The Crawler Framework was built to support several of the above capabilities outlined in Section 3. In particular there were several use cases that we wanted to support, some of which are described below.
The numbers in the above Figure correspond to a sequence of steps that occurs and a series of interactions between the different Crawler Framework extension points in order to perform the file ingestion activity. In Step 1, the Crawler Daemon determines if the Product file in the staging area matches a specified File Filter regular expression. In step 2, if the Product file does match the desired filter, the Crawler Daemon checks with the File Manager (using the Ingester) to determine whether or not the Product file has been ingested. In step 3, assuming that the Product file has not been ingested, then the Crawler Daemon ingests the Product file into the File Manager using the Ingester interface. During the ingestion, Metadata is first extracted (in sub-step 1) and then the File Manager client interface is used (in sub-step 2) to ingest into the File Manager.
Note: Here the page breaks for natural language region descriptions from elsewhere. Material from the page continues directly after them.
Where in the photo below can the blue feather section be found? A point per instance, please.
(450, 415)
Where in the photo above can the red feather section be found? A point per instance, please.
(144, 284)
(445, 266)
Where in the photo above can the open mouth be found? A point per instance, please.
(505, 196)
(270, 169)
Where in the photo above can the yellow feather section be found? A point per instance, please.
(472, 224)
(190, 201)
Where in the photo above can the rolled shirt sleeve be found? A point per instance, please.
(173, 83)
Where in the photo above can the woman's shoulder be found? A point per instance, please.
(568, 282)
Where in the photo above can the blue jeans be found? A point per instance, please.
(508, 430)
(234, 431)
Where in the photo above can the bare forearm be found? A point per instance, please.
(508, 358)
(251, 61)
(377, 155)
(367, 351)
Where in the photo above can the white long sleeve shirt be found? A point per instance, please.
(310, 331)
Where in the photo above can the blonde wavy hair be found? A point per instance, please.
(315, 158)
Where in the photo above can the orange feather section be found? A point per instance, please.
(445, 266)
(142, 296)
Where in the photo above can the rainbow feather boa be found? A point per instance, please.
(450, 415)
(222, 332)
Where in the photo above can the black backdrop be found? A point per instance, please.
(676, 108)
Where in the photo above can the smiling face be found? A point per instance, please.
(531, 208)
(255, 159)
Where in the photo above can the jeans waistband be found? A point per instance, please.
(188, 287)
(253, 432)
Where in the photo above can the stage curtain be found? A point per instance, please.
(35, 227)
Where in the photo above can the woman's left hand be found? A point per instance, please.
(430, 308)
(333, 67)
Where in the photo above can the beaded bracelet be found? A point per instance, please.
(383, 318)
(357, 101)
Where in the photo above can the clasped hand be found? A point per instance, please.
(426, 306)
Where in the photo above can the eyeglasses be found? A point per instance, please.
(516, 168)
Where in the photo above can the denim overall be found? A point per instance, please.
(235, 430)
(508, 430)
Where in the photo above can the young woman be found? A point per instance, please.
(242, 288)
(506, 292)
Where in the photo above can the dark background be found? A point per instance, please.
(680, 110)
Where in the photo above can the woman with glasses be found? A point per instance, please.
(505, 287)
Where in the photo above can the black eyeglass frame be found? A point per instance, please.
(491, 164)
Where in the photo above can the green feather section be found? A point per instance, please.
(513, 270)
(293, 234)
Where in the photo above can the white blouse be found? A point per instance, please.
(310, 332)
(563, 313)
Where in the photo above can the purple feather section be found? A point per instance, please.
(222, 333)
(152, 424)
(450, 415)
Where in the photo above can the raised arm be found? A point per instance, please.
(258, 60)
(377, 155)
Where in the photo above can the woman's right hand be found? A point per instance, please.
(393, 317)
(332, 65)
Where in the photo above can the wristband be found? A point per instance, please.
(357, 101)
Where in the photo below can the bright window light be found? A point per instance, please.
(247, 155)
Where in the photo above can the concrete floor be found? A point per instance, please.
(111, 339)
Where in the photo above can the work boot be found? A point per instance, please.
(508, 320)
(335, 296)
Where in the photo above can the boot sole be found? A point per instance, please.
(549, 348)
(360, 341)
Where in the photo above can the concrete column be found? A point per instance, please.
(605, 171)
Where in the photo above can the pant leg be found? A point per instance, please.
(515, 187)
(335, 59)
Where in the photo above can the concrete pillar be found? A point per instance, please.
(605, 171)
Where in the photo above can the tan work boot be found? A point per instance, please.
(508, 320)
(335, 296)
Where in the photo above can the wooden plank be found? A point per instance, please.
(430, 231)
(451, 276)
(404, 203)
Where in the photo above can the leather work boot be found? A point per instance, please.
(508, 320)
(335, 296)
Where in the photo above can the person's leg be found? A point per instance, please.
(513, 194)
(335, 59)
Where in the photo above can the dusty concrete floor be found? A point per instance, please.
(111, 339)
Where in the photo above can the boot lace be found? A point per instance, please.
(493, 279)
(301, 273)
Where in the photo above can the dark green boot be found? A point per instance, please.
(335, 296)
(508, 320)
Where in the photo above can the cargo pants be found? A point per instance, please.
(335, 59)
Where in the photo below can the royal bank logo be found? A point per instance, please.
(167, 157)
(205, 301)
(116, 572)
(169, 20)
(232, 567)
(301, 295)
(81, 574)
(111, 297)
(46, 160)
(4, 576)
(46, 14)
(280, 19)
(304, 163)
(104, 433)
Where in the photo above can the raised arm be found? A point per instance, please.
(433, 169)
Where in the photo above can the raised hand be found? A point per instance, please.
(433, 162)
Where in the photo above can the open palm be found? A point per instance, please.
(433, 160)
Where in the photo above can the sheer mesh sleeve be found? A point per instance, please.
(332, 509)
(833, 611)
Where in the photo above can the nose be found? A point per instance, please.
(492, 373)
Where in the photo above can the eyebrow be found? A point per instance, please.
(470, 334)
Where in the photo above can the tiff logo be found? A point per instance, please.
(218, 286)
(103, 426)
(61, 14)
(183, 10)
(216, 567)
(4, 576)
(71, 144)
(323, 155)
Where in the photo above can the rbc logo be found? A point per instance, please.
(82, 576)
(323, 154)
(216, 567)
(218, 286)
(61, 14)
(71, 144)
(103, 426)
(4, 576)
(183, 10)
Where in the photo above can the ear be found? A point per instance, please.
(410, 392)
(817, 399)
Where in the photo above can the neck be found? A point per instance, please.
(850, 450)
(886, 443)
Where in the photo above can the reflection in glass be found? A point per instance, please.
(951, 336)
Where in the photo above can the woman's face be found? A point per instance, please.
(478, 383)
During ingestion, the File Manager is responsible for moving the Product file(s) into controlled access-storage and cataloging the provided Product metadata.
Full list of Crawler Framework extension point classes and their associated property names from the Spring Bean XML files:
actions | org.apache.oodt.cas.crawl.action.DeleteFile org.apache.oodt.cas.crawl.action.FilemgrUniquenessChecker org.apache.oodt.cas.crawl.action.MimeTypeCrawlerAction org.apache.oodt.cas.crawl.action.MoveFile org.apache.oodt.cas.crawl.action.WorkflowMgrStatusUpdate |
preconditions | org.apache.oodt.cas.crawl.comparator.FilemgrUniquenessCheckComparator |